What vaccine producer wouldn’t love this?
Then there’s the third problem for the vaccine producers:
Millions still haven’t gotten COVID shots. What does that mean for the future of the vaccination effort?
The slowdown raises questions about how long resources should be spent on outreach and whether the strategies of the last year are still effective in persuading the unvaccinated.
by Justine McDaniel and Erin McCarthy | Friday, March 18, 2022
It’s 2 p.m. on a Wednesday in Chester, and nurses Susan Pollock and Carol Von Colln are inside a Delaware County vaccine clinic doing what they spend a lot of time doing these days: waiting.
Last spring, Americans were in a frenzied rush to get the COVID-19 vaccine; this spring, business has slowed to a crawl. Now, whenever someone walks in, “we’re ready to throw a party,” Von Colln said.
That day, they vaccinated eight people in six hours.
It’s a scene playing out across the region and the United States as the number of shots being given each day is at an all-time low — even though a third of Americans are still unvaccinated.
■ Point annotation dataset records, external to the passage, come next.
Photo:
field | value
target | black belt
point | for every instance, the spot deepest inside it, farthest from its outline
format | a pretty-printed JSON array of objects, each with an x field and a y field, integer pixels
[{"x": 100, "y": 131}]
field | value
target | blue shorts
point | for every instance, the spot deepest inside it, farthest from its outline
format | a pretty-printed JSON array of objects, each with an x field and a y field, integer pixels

It was the subtitle that got to me, “The slowdown raises questions about how long resources should be spent on outreach and whether the strategies of the last year are still effective in persuading the unvaccinated.” “Persuading the unvaccinated”? No, the “strategies of the last year” were primarily to try to force people to take the vaccines, by threatening them with the loss of their jobs if they declined vaccinations, and imposing requirements for people to show their vaccination records to enter some public spaces. President Biden said, “The rule is now simple: get vaccinated or wear a mask until you do.” Of course, the mask mandates that existed took no distinction between those who were vaccinated and those who were not.
Full disclosure: I have been vaccinated myself, a choice I took freely, and I believe that others should take the same decision I did. While no vaccine is 100% without risk, the benefits of being vaccinated outweigh the risks. But I respect the right, and yes, “right” is precisely the word I mean to use, of other people to choose whether or not to take the vaccine. That’s a right that the left, and neoconservatives like Bill Kristol, don’t seem to want you to have.
Remember: the left are pro-choice on exactly one thing!
There’s a lot more at the original, but it shows why the CEOs of Pfizer and Moderna want another booster: almost all of those who have thus far chosen not to get vaccinated are unlikely to change their minds, so more money from the government to those producers depends upon getting those who have taken three shots so far to get a fourth.